Na observação das suas obsessões contemplamos muito do século XXI: seria Bacon um profeta, um presciente? As suas obras mostram um ser sem género, fechado numa solidão extrema (pode ser dentro de um cubo ou num paralelepípedo de vidro ou gelo, atrás de uma barra, debaixo de um guarda-chuva ou num sofá), sufocando num mundo sem sentido, desapiedado e feroz. Bacon compraz-se em mostrar-nos uma existência carnal condenada ao apetite, a atacar e sentir dor, atraída a relações de domínio e subjugação, sobretudo no quadro da sexualidade. Tem uma fixação nos jogos de poder sexual do sado-masoquismo e voyeurismo não dissociável das circunstâncias em que viveu a sua homossexualidade — que só em 1967 foi descriminalizada no Reino Unido — e das sovas que recebeu na infância do pai ou dos empregados a seu mando.

Bacon era uma criança tímida que desde cedo apreciou vestir-se de menina. O pai, enfurecido, terá ordenado ao pessoal da estrebaria que chicoteasse o filho, esperando demovê-lo das suas tendências. Aos 16 anos, foi expulso de casa, depois de o pai o ter encontrado, admirando-se ao espelho, com a roupa interior da mãe. Numa tentativa final para masculinizar o filho, o pai envia-o na primavera de 1927 para casa de um familiar materno que vive em Berlim, o guardião mais não faz do que aproveitar-se sexualmente do jovem Bacon. Não são experiências que se possam rasurar, marcaram-no.
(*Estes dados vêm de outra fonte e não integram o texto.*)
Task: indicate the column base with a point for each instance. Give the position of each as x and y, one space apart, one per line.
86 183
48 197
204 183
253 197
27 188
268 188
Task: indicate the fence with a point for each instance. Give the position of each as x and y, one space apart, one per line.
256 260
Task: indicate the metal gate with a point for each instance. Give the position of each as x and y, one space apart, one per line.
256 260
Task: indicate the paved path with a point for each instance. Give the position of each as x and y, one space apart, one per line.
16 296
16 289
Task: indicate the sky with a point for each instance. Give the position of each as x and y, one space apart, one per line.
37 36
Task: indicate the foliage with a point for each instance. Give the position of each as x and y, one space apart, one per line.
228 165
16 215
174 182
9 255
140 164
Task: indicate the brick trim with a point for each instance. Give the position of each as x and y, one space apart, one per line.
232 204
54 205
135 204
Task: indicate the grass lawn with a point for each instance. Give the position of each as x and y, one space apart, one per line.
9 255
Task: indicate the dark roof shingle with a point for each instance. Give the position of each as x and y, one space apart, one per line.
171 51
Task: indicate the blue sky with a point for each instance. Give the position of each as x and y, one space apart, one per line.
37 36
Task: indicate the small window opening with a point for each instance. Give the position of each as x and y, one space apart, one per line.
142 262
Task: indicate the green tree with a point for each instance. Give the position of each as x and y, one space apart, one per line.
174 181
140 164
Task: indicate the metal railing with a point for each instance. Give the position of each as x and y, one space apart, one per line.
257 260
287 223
A pintura não chega senão aos vinte e tantos anos, já depois do regresso a Inglaterra e das estadias em Berlim e Paris. Entre o final dos anos 1920 e início dos anos 1930, foi decorador de interiores, bon vivant e jogador, destas últimas ocupações nunca se chegaria a despedir (quando vendia um quadro dirigia-se ao casino).

As pinturas de Francis Bacon são tradicionalmente interpretadas como estudos da figura humana, em espaços interiores, claustrofóbicos, que lhes acentuam a vulnerabilidade. Há no entanto, um lado menos explorado da sua obra: o seu interesse por animais. “Francis Bacon: Man and Beast” propõe-se mostrar essa fascinação relativamente precoce e essencialmente antropocêntrica.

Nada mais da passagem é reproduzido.